9月30日。さいたまスーパーアリーナで3年ぶり通算8度目となる「NBAジャパンゲームズ2022」の第1戦が開催され、会場は満員のNBAファンによる熱気で包まれた。

 2019年のドラフトで日本人史上初となる1巡目(9位)指名でワシントン・ウィザーズ入りした八村塁は「皆さんこんにちは」と切り出し、今回のジャパンゲームズについて「こうやって日本とNBAが一緒にできることは僕にとってもうれしいので、これからも頑張っていきたいと思います」と語ると会場からは割れんばかりの大歓声。

 対戦相手は昨季王者ゴールデンステイト・ウォリアーズ。コート中央には八村と共に、昨季ファイナルMVPを初受賞したステフィン・カリーが並び、豪華な2ショットが実現して試合が始まった。

 トレーニングキャンプから数日後、しかもアメリカから日本へ移動して1日練習して迎えたこの日の試合は、両チームともショットがなかなか決まらず、連係ミスでターンオーバーになる場面もあり、96−87でウォリアーズに軍配が上がった。

 それでも、ウォリアーズではカリー、ドレイモンド・グリーン、アンドリュー・ウィギンズ、ケボン・ルーニー、ジョーダン・プールが先発としてコートへ立ち、カリーとウィギンズが3ポイント、プールが見事なステップワークでディフェンダーを翻弄し、グリーンがトップからコーナーへパスをさばくといったシーズン中のプレーを披露。このジャパンゲームズ初戦では昨季ケガのため全休したジェームズ・ワイズマンがダンクを連発させてゲームハイの20得点に9バウンドと活躍。

 ウィザーズでは八村がモンテ・モリス、ブラッドリー・ビール、カイル・クーズマ、クリスタプス・ポルジンギスと共に先発入り。八村は試合序盤にカリーとの1対1からスティールしてハーフコートを超えたところまで走りこんでルーズボールダイブでハッスルプレーを見せた。

 さらにはディフェンシブ・リバウンドからそのまま持ち込み、相手ディフェンス陣を切り裂いてレイアップ成功。その後もドリブルから持ち込んでプルアップのステップバックジャンパーやドライブで持ち込んでレイアップ、ポストアップからフェイダウェイジャンパーを沈めるなど25分10秒プレーしていずれもチーム最多の13得点9リバウンドをマーク。

 会場では試合前から選手たちのウォームアップを生で見ようとファンが詰めかけ、タイムアウト中やクォーター間にはバッシュを映し出すシーンで盛り上げるなど、NBAという世界最高峰のバスケットボールかつ極上のエンターテインメントの演出が詰め込まれ、大盛り上がりを見せた。

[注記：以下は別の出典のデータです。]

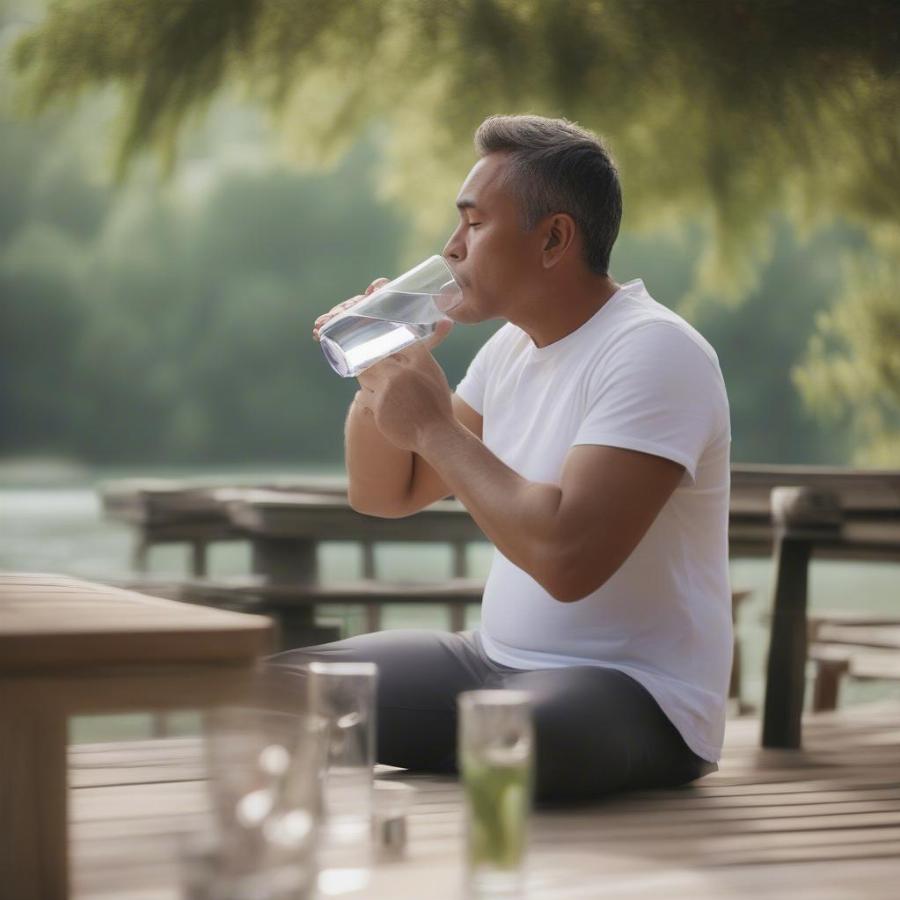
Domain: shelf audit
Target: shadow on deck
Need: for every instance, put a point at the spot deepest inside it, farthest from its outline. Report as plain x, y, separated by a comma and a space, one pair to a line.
822, 822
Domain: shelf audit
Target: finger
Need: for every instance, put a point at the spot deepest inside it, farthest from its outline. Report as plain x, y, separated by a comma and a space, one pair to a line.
377, 283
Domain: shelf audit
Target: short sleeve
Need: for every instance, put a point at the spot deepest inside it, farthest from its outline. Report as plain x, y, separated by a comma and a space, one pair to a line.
473, 386
658, 392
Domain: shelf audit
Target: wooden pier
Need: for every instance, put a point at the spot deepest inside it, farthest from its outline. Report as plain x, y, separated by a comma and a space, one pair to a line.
822, 823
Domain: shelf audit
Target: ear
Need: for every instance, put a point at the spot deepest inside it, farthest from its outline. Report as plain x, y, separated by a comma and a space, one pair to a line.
559, 236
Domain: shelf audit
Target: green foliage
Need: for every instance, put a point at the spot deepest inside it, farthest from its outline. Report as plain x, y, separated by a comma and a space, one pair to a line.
851, 372
733, 116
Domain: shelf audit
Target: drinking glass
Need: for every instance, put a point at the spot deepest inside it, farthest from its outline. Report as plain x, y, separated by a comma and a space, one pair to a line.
496, 742
343, 694
396, 315
265, 777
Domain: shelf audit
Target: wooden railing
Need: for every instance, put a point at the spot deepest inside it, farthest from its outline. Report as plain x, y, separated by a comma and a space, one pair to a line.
791, 512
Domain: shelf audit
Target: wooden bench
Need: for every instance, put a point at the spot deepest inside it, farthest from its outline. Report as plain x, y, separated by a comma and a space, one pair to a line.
282, 600
861, 647
69, 646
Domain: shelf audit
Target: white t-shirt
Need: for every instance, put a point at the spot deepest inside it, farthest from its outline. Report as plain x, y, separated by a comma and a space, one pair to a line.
635, 375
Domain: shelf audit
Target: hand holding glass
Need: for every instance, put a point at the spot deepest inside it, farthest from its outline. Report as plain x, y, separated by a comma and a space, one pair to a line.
394, 316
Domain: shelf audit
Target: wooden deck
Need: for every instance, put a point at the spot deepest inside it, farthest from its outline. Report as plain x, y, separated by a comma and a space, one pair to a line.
822, 822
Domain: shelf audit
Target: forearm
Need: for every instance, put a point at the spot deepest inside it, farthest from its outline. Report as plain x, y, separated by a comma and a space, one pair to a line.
379, 472
517, 515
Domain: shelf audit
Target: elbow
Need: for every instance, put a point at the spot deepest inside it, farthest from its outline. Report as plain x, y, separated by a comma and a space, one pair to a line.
570, 582
358, 505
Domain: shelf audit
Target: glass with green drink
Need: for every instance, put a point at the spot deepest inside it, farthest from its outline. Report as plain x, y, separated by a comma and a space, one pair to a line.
496, 754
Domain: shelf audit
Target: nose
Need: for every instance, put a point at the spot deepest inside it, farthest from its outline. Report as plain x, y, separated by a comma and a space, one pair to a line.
455, 248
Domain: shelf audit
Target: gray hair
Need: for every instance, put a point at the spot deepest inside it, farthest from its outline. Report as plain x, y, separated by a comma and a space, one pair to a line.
557, 166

 この日発表された観客数は2万497人。3年ぶりのNBAジャパンゲームズ、しかも日本人NBA選手の八村が所属するウィザーズと、現チャンピオンのウォリアーズという、これ以上ないほど最高な対戦カードの試合に会場に集まった大勢の人たちが熱中し、NBAの興奮をかみしめたに違いない。

 今年のジャパンゲームズは、さいたまスーパーアリーナで1日にファンナイト、翌2日に第2戦が行われる予定。会場へ行けなくとも、「NBA Rakuten」や「Rakuten TV」、さらにはYouTubeでも視聴可能なので、この機会に是非ともNBAがもたらす興奮を味わってみてはいかがだろうか。